On Thu, 21 May 2020 15:42:22 +0000 Greg Chicares <address@hidden> wrote:

GC> Vadim--GNU/Linux bind mounts seem to work transitively. For example,
GC> given a bullseye chroot nested in a centos chroot on a buster host,
GC> doing this on the buster host (call this command "A"):
GC> 
GC>   mount --bind /srv/cache_for_lmi /srv/chroot/centos7lmi/srv/cache_for_lmi
GC> 
GC> and then this in the intermediate centos chroot (call this "B"):
GC> 
GC>   mount --bind /srv/cache_for_lmi /srv/chroot/bullseye/srv/cache_for_lmi
GC> 
GC> seems to accomplish the same effect in the innermost chroot as
GC> doing this on the buster host (call this "C"):
GC> 
GC>   mount --bind /srv/cache_for_lmi 
/srv/chroot/centos7lmi/srv/chroot/bullseye/srv/cache_for_lmi
GC> 
GC> All I want is the effect of "C". But "A+B" seems clearer to write,
GC> because it treats the intermediate chroot as autonomous--as though
GC> it were the ultimate host.
GC> 
GC> (I don't care about the side effect that "A" has the side effect
GC> of making 'cache_for_lmi' available in the intermediate chroot,
GC> where I'd never use it.)
GC> 
GC> However...is "A+B" considered harmful?

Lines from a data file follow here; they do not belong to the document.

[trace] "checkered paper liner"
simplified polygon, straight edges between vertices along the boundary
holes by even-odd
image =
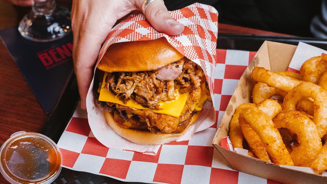
[[[300,68],[305,61],[312,57],[325,55],[327,51],[321,48],[303,42],[299,42],[287,70],[300,73]],[[228,136],[222,139],[221,146],[232,151],[234,151],[245,156],[250,156],[248,154],[247,150],[237,148],[233,148],[232,146],[231,140]],[[280,165],[280,166],[312,174],[315,174],[312,169],[309,167]],[[327,176],[327,172],[323,172],[322,175]]]
[[[63,166],[125,181],[174,184],[276,184],[233,170],[212,144],[230,99],[255,52],[217,50],[214,75],[215,123],[188,140],[160,146],[155,156],[108,148],[95,137],[78,106],[58,143]]]
[[[101,49],[98,63],[111,44],[120,42],[135,41],[165,37],[180,53],[200,66],[206,76],[213,98],[213,79],[216,58],[216,47],[218,31],[218,12],[209,5],[196,3],[170,12],[173,17],[185,26],[181,34],[169,36],[158,32],[145,19],[142,13],[131,15],[117,24],[108,36]],[[128,48],[127,48],[126,49]],[[91,83],[86,99],[89,123],[95,137],[109,148],[155,154],[160,145],[141,145],[131,142],[116,134],[106,122],[104,114],[95,104]],[[210,127],[215,123],[213,104],[207,102],[199,120],[191,125],[179,141],[189,140],[195,133]]]

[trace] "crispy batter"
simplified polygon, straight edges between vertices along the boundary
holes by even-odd
[[[133,114],[137,115],[140,120],[146,122],[148,129],[153,132],[171,133],[176,130],[180,122],[187,120],[190,117],[193,112],[195,105],[200,99],[201,91],[201,88],[198,87],[195,90],[189,93],[185,105],[179,118],[156,113],[150,110],[139,110],[113,103],[107,103],[110,106],[115,105],[118,110],[127,111]],[[130,128],[131,127],[130,126],[127,128]]]

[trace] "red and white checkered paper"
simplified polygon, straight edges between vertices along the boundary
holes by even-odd
[[[113,28],[100,51],[98,62],[112,44],[165,37],[172,46],[203,69],[213,98],[213,79],[216,58],[216,47],[218,32],[218,12],[211,6],[196,3],[170,12],[173,17],[185,26],[181,34],[169,36],[154,28],[142,13],[131,15]],[[128,48],[126,48],[128,49]],[[107,123],[104,115],[95,103],[92,87],[86,98],[89,123],[95,137],[109,148],[128,150],[155,154],[160,145],[142,145],[131,142],[116,134]],[[210,127],[215,123],[213,105],[207,102],[199,120],[178,139],[189,140],[194,133]]]
[[[255,52],[217,49],[214,102],[218,117],[189,140],[160,146],[155,156],[108,148],[95,137],[78,107],[58,143],[63,166],[125,181],[174,184],[276,184],[233,170],[212,144],[238,80]]]

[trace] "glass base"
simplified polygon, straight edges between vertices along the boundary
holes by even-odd
[[[18,31],[23,37],[39,42],[59,39],[71,30],[70,11],[58,6],[48,14],[36,13],[31,11],[25,15],[18,27]]]

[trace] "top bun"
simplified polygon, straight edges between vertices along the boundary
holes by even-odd
[[[155,70],[184,57],[166,38],[126,42],[110,46],[97,68],[103,71],[138,72]]]

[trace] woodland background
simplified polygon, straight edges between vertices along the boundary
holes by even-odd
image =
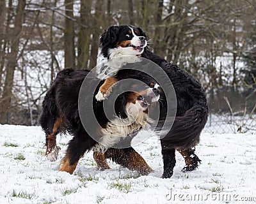
[[[255,0],[0,0],[0,123],[36,124],[56,73],[93,68],[99,36],[124,24],[196,78],[211,112],[229,112],[223,96],[254,106]]]

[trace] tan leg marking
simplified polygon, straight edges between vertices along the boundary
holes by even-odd
[[[109,94],[111,92],[111,87],[118,81],[118,80],[116,78],[113,76],[108,78],[100,86],[99,91],[103,95],[106,94]]]
[[[73,165],[70,165],[69,159],[67,158],[67,156],[65,156],[63,159],[62,159],[62,161],[60,164],[60,166],[61,166],[61,168],[60,168],[59,171],[66,171],[67,173],[69,173],[70,174],[72,174],[74,171],[76,170],[77,163],[78,161]]]
[[[128,154],[129,159],[128,161],[127,168],[130,170],[137,171],[143,175],[148,175],[154,171],[138,153],[132,151]]]
[[[100,170],[104,171],[111,169],[109,166],[103,154],[95,151],[93,154],[93,157],[97,163],[97,166]]]
[[[52,133],[49,135],[46,138],[47,141],[47,149],[46,149],[46,155],[51,152],[51,151],[56,149],[56,135],[60,130],[60,128],[63,125],[63,120],[61,118],[58,118],[53,125]]]
[[[184,158],[186,166],[189,166],[192,164],[193,159],[190,157],[188,150],[181,149],[176,149],[176,150],[180,153],[183,158]]]

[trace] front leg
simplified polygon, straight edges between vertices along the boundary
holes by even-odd
[[[116,163],[136,171],[141,175],[148,175],[153,170],[145,159],[132,147],[125,149],[109,149],[104,153],[105,159],[111,159]]]
[[[95,98],[97,101],[103,101],[108,96],[109,96],[112,86],[118,82],[118,80],[113,77],[109,77],[106,79],[104,84],[100,86],[98,93],[95,96]]]
[[[97,166],[100,171],[111,169],[105,159],[104,154],[103,153],[98,151],[94,151],[93,158],[97,163]]]
[[[182,170],[183,172],[193,171],[198,167],[201,160],[195,154],[195,148],[176,149],[176,150],[180,153],[185,160],[186,166]]]

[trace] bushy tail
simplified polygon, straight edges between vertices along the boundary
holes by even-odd
[[[161,139],[162,147],[188,149],[195,147],[199,142],[199,136],[207,120],[208,108],[206,105],[196,105],[188,110],[182,116],[175,117],[170,131],[170,127],[164,127],[168,120],[163,119],[159,121],[157,131]]]

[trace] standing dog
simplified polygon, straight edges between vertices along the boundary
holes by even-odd
[[[127,91],[120,94],[115,103],[116,117],[108,119],[105,115],[103,103],[95,99],[95,90],[90,84],[98,79],[96,76],[88,76],[87,89],[92,89],[93,96],[93,106],[94,115],[100,127],[94,129],[93,135],[90,135],[84,128],[80,119],[78,100],[83,82],[88,76],[89,71],[66,69],[59,72],[43,102],[42,112],[39,122],[45,133],[48,158],[54,161],[58,156],[59,148],[56,145],[56,135],[60,132],[68,132],[73,136],[69,142],[65,157],[61,162],[60,171],[72,174],[77,163],[84,154],[90,150],[94,151],[95,159],[102,169],[109,166],[104,158],[104,153],[108,149],[120,140],[130,138],[143,127],[147,127],[150,123],[148,118],[149,105],[145,98],[155,103],[159,98],[159,90],[156,88],[145,88],[140,92]],[[150,78],[149,83],[154,81]],[[100,83],[96,91],[102,85]],[[92,85],[93,87],[93,85]],[[84,101],[88,101],[92,96],[85,96]],[[86,103],[83,104],[87,106]],[[90,116],[92,117],[92,116]],[[97,142],[92,136],[99,138]],[[147,174],[152,170],[138,154],[135,159],[139,162],[130,164],[131,169],[136,170],[142,174]],[[138,165],[136,164],[138,163]]]
[[[137,36],[137,37],[136,37]],[[124,40],[124,38],[129,38]],[[141,36],[143,41],[141,41],[140,46],[134,46],[131,42],[132,38],[140,39]],[[142,38],[141,38],[142,39]],[[204,89],[200,84],[192,76],[180,69],[178,66],[172,63],[168,63],[163,58],[154,54],[148,47],[143,43],[144,40],[147,40],[145,33],[140,28],[135,28],[130,26],[111,26],[108,31],[105,31],[100,37],[100,44],[102,47],[100,54],[104,59],[109,62],[106,66],[102,67],[100,74],[108,75],[108,70],[115,75],[111,78],[108,89],[118,80],[124,78],[136,78],[147,83],[148,77],[145,74],[138,71],[119,70],[120,62],[116,60],[112,61],[113,56],[122,56],[129,53],[131,49],[139,55],[147,58],[158,66],[159,66],[168,75],[171,80],[177,96],[177,110],[176,118],[171,130],[167,135],[161,139],[162,147],[162,154],[164,163],[164,172],[163,178],[170,178],[173,174],[173,170],[175,165],[175,149],[182,154],[185,159],[186,166],[183,171],[191,171],[196,169],[200,160],[195,154],[195,146],[199,142],[200,135],[204,127],[208,116],[208,107]],[[119,49],[121,50],[119,52]],[[124,51],[127,49],[127,52]],[[129,49],[129,50],[128,50]],[[137,55],[131,59],[136,59]],[[134,61],[133,61],[135,62]],[[110,64],[111,63],[111,64]],[[115,66],[116,63],[116,66]],[[124,62],[121,61],[121,64]],[[111,64],[111,65],[109,65]],[[111,68],[113,68],[111,69]],[[147,80],[145,80],[147,78]],[[160,82],[158,82],[159,84]],[[148,84],[149,85],[149,84]],[[105,92],[106,92],[106,91]],[[100,96],[100,94],[99,94]],[[104,97],[99,97],[98,99],[104,99]],[[160,107],[160,118],[158,128],[161,129],[166,118],[166,113],[168,111],[167,100],[164,93],[161,95],[161,105]],[[134,154],[135,150],[132,148],[127,149],[109,149],[105,153],[106,158],[112,158],[113,161],[124,166],[128,166],[129,164],[129,155]]]

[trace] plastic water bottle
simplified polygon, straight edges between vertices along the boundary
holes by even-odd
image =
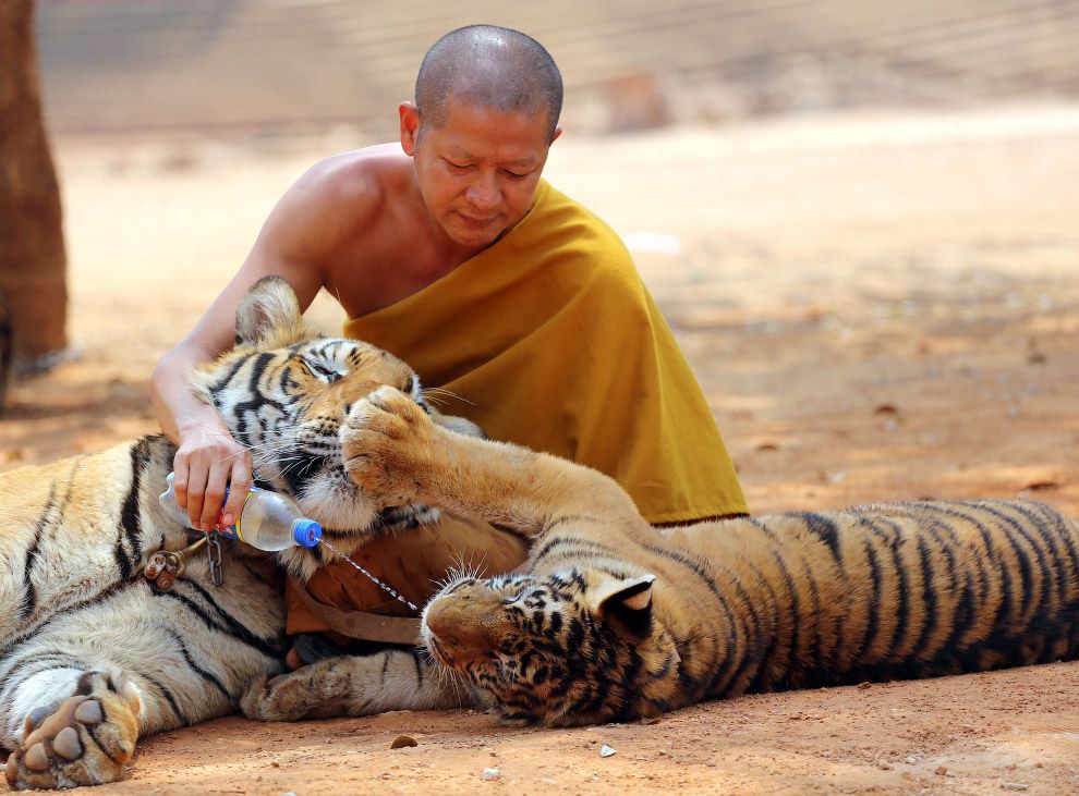
[[[161,505],[178,523],[191,527],[187,513],[177,505],[174,473],[169,473],[169,488],[161,492]],[[226,498],[228,491],[226,490]],[[276,552],[293,546],[315,547],[323,538],[323,526],[303,516],[291,498],[252,487],[243,500],[240,516],[232,525],[219,525],[215,532],[239,539],[253,548]]]

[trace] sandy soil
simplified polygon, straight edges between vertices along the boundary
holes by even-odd
[[[60,142],[81,358],[13,390],[0,468],[154,429],[155,358],[305,166],[359,144]],[[548,175],[632,244],[754,511],[1021,494],[1079,514],[1079,108],[569,131]],[[147,739],[100,793],[1079,793],[1077,694],[1057,663],[652,725],[230,718]],[[391,750],[401,734],[419,745]]]

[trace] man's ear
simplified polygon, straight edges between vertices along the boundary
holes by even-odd
[[[420,111],[411,102],[401,102],[397,107],[397,115],[401,120],[401,148],[411,158],[416,150],[416,135],[420,132]]]

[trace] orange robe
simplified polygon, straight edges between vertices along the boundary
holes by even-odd
[[[498,242],[420,292],[348,320],[344,333],[407,362],[424,387],[445,390],[435,393],[445,414],[610,475],[654,524],[748,513],[704,394],[629,252],[545,181]],[[482,555],[485,543],[475,543]],[[495,547],[506,548],[505,539]],[[399,552],[391,558],[408,566]],[[345,595],[354,575],[341,562],[310,588],[341,608],[363,608]],[[290,603],[290,632],[317,629]]]

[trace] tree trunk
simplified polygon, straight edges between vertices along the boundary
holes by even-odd
[[[0,292],[21,358],[68,344],[65,266],[60,189],[41,118],[34,2],[0,0]]]

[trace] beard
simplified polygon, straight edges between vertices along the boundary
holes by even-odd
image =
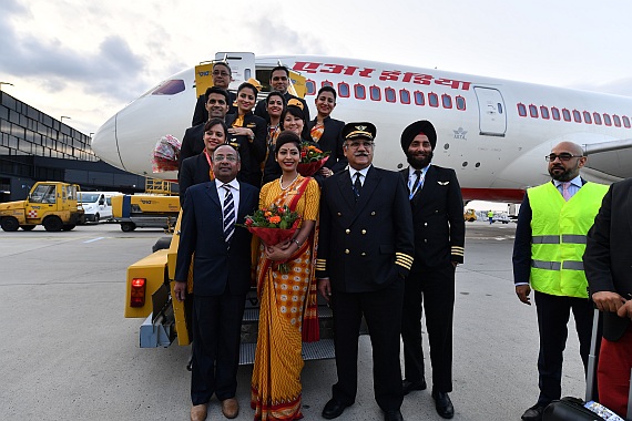
[[[554,165],[549,168],[549,175],[558,182],[570,182],[578,176],[578,167],[564,168],[562,165]]]
[[[432,153],[432,151],[430,151],[428,154],[421,154],[421,153],[411,154],[408,152],[406,153],[406,160],[408,161],[408,164],[410,164],[410,166],[414,167],[415,170],[421,170],[427,167],[428,164],[430,164],[434,155],[435,154]]]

 I'm not aware of any real drawbacks of doing it like this. Perhaps there
might be a theoretical performance advantage in avoiding the intermediate
bind but I'm pretty sure it would be unnoticeable even if it did exist (and
I'm not even sure about this, the kernel might dereference the mount point
only once, when mounting it -- which could probably be tested by unmounting
the intermediate mount point and seeing if the final one still works).

 But you should keep in mind that I'm absolutely not an expert on Linux
kernel or file systems and, moreover, I've never actually done something
like this (although I use bind mounts themselves extensively). So if you
want to be absolutely and definitely safe, in the sense of not risking
running into any weird problems, I'd probably go with "C" just because it
is certain to work and is simpler and completely unambiguous (without
testing I don't know what will happen if you unmount "B" while "C" is
mounted, but no such questions can arise if "B" is not used).

 So I'd go with "C", just because I'm a sad disillusioned conservative (at
least concerning my file systems) but AFAIK "A+B" should also work just
fine, if you're feeling more adventurous.